If you’re considering buying health insurance, the first thing you should look at is if you’re already covered. Individual insurance plans tend to be more expensive, more complicated, and more restrictive than collective plans, so if you’re already covered, it’s better to know from the start. Starting in 2015 in the USA, any employer with over 50 employees must provide health care for their employees. Ask your human resources departments. These health care plans often cover spouses and dependents as well. Under some circumstances, you may even retain coverage from your past employer after being laid off.
Aside from businesses, there are other groups that provide collective insurance plans. Universities and colleges, for example, often have health insurance packages for their students, which you may have already paid for as part of your tuition fees.

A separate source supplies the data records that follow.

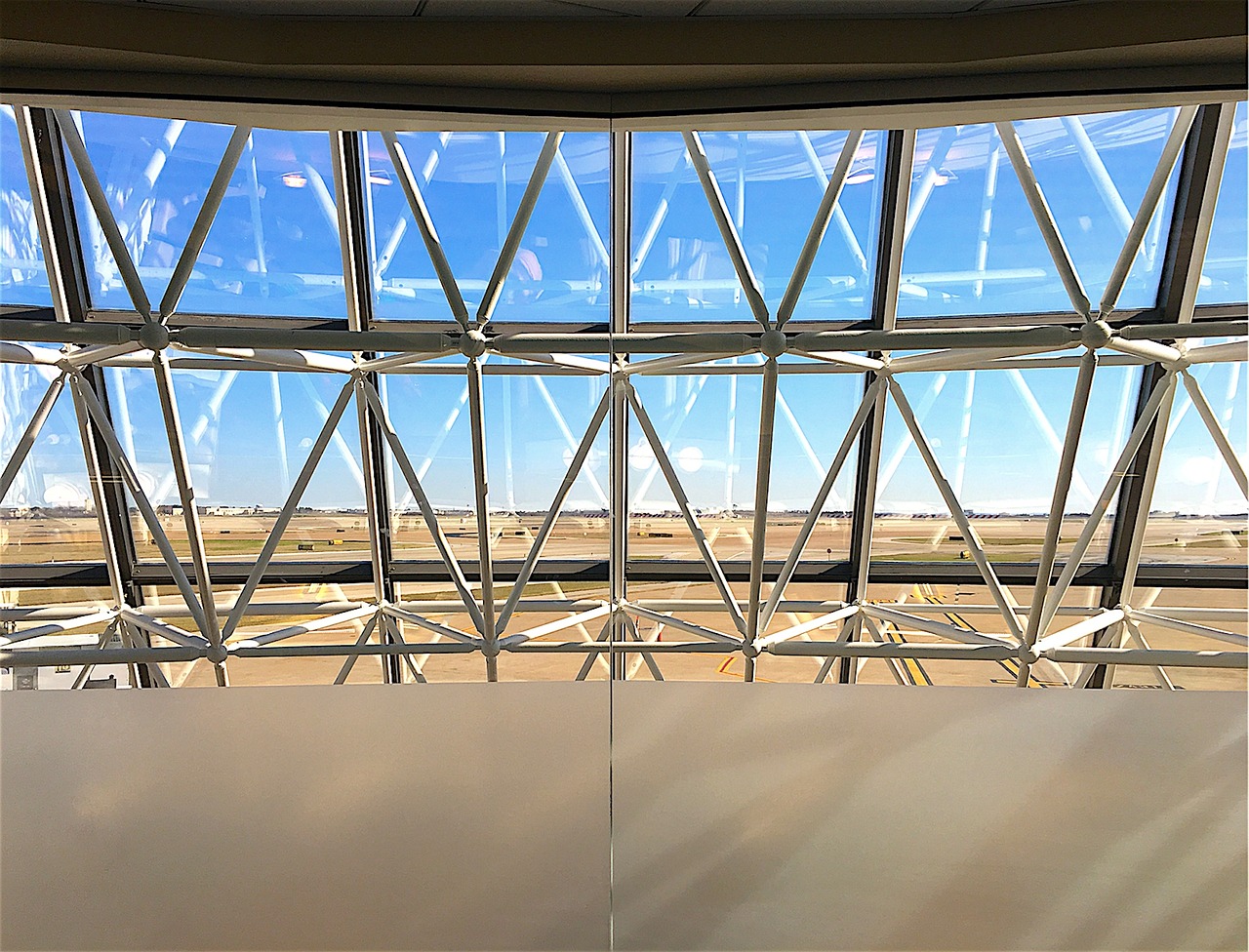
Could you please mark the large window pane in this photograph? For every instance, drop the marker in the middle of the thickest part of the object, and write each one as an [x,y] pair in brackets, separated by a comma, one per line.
[22,275]
[997,436]
[1227,257]
[155,174]
[972,243]
[48,515]
[1198,512]
[472,185]
[772,185]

And collective insurance is also often available through other membership organizations, such as Chambers of Commerce.
Several government programs offer insurance as well. Medicaid is a government insrance program for individuals and families with low incomes. Medicare provides insurance to those over the age of 65. Some states offer collective insurance pools for their poorer citizens. The Kaiser Family Foundation has many resources on their website to find out if you qualify for these or other government programs.
If you are purchasing an individual plan, know that insurance generally falls into three categories. Traditional fee-for-service health insurance plans allow you the widest choice of healthcare providers and services, as you pay for each service you use, but the trade-off is that they tend to be among the most expensive. At the other end of the spectrum, Health Maintenance Organizations (HMOs) are quite inexpensive and provide extensive coverage, but each plan allows you access to only a very limited set of healthcare providers. And somewhere in the middle are Preferred Provider Organizations (PPOs), which slightly higher payments, but in exchange you get a list of healthcare providers to choose from. The providers on the HMO and PPO lists vary quite a bit in terms of quality, so do your research into specific providers and your variety of options should you want to reconsider at a later date.
There are other factors to consider as well. Traditionally, many Florida health insurance companies have denied coverage to those with pre-existing conditions, and while this is increasingly being phased out, you may still struggle to qualify for some plans (or some plans may simply be prohibitively expensive) if you have health issues. Different plans also cover different sets of medical care. Eye care, dental care, medications, physical therapy, alternative medicines, psychiatry, nursing care, home care, and other specialized forms of care are not covered on all plans.
It may be a good idea to consult with an insurance broker as well, who can help you understand the fee structures, including co-payments and deductibles, as well as the variety of options and plans out there. Choose wisely, and ensure you have the best health care available when the time comes that you need it.